Long noncoding RNAs (lncRNAs) have been confirmed, which are involved in tumorigenesis and metastasis in colorectal cancer (CRC). FOXC2 antisense RNA 1 (FOXC2-AS1) was reported, facilitating the proliferation and progression in several cancers. However, the role of FOXC2-AS1 in CRC cell migration and metastasis is not unclear.
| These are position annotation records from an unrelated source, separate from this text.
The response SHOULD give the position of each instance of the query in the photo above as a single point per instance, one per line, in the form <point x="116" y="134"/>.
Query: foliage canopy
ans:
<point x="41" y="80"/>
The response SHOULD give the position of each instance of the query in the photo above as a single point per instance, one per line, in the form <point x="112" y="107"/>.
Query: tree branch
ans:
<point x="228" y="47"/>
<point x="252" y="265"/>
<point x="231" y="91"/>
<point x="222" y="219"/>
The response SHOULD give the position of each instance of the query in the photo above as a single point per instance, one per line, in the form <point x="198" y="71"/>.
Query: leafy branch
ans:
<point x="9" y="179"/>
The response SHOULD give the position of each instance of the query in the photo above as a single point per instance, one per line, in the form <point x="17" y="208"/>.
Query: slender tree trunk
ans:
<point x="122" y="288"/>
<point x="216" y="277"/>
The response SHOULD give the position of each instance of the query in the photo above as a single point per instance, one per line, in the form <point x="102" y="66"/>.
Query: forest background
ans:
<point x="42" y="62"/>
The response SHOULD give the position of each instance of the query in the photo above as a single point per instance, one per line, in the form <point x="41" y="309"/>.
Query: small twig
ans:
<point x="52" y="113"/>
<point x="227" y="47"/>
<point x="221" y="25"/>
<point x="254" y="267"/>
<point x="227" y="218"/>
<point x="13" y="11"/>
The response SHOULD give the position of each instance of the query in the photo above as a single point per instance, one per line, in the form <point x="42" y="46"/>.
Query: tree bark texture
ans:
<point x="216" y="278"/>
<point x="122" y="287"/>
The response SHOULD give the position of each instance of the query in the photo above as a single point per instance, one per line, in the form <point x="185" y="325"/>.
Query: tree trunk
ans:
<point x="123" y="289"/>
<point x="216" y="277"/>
In this study, we observed that lncRNA FOXC2-AS1 was upregulated in CRC tissues, and its high expression indicated the poor survival in CRC patients. Meanwhile, FOXC2-AS1 was higher in CRC tissues with metastasis than that of nonmetastatic tumor tissues. We found that FOXC2-AS1 was predominately expressed in the nucleus of tissues and cells. FOXC2-AS1 knockdown suppressed CRC cell growth, invasion, and metastasis in vitro and in vivo. Moreover, FOXC2-AS1 could positively regulate the neighboring gene FOXC2 and stabilized FOXC2 mRNA by forming a RNA duplex. Meanwhile, ectopic expression of FOXC2 could obviously alleviate the suppressed effects caused by silencing FOXC2-AS1. For the mechanism, FOXC2-AS1 knockdown could reduce intracellular Ca2+ levels, inhibited FA formation and FAK signaling, and these suppressed effects were mitigated by increasing FOXC2 expression. These results demonstrated that FOXC2-AS1 enhances FOXC2 mRNA stability to promote CRC proliferation, migration, and invasion by activation of Ca2+-FAK signaling, which implicates that FOXC2-AS1 may represent a latent effective therapeutic target for CRC progression.

译文

:已证实长非编码RNA(lncRNA),它们参与了结直肠癌(CRC)的肿瘤发生和转移。据报道,FOXC2反义RNA 1(FOXC2-AS1)促进了几种癌症的增殖和进展。然而,FOXC2-AS1在CRC细胞迁移和转移中的作用尚不清楚。在这项研究中,我们观察到lncRNA FOXC2-AS1在CRC组织中被上调,其高表达表明CRC患者的生存期较差。同时,转移的CRC组织中的FOXC2-AS1高于非转移性肿瘤组织中的FOXC2-AS1。我们发现FOXC2-AS1主要在组织和细胞的细胞核中表达。 FOXC2-AS1组合物在体外和体内均抑制CRC细胞的生长,侵袭和转移。此外,FOXC2-AS1可以通过形成RNA双链体来正向调节邻近基因FOXC2,并稳定FOXC2 mRNA。同时,异位表达FOXC2可明显减轻沉默FOXC2-AS1引起的抑制作用。对于该机制,FOXC2-AS1敲低可以降低细胞内Ca2水平,抑制FA形成和FAK信号传导,并且通过增加FOXC2表达来减轻这些抑制作用。这些结果表明FOXC2-AS1通过激活Ca2-FAK信号来增强FOXC2 mRNA的稳定性,从而促进CRC增殖,迁移和侵袭,这暗示FOXC2-AS1可能代表了CRC进展的潜在有效治疗靶点。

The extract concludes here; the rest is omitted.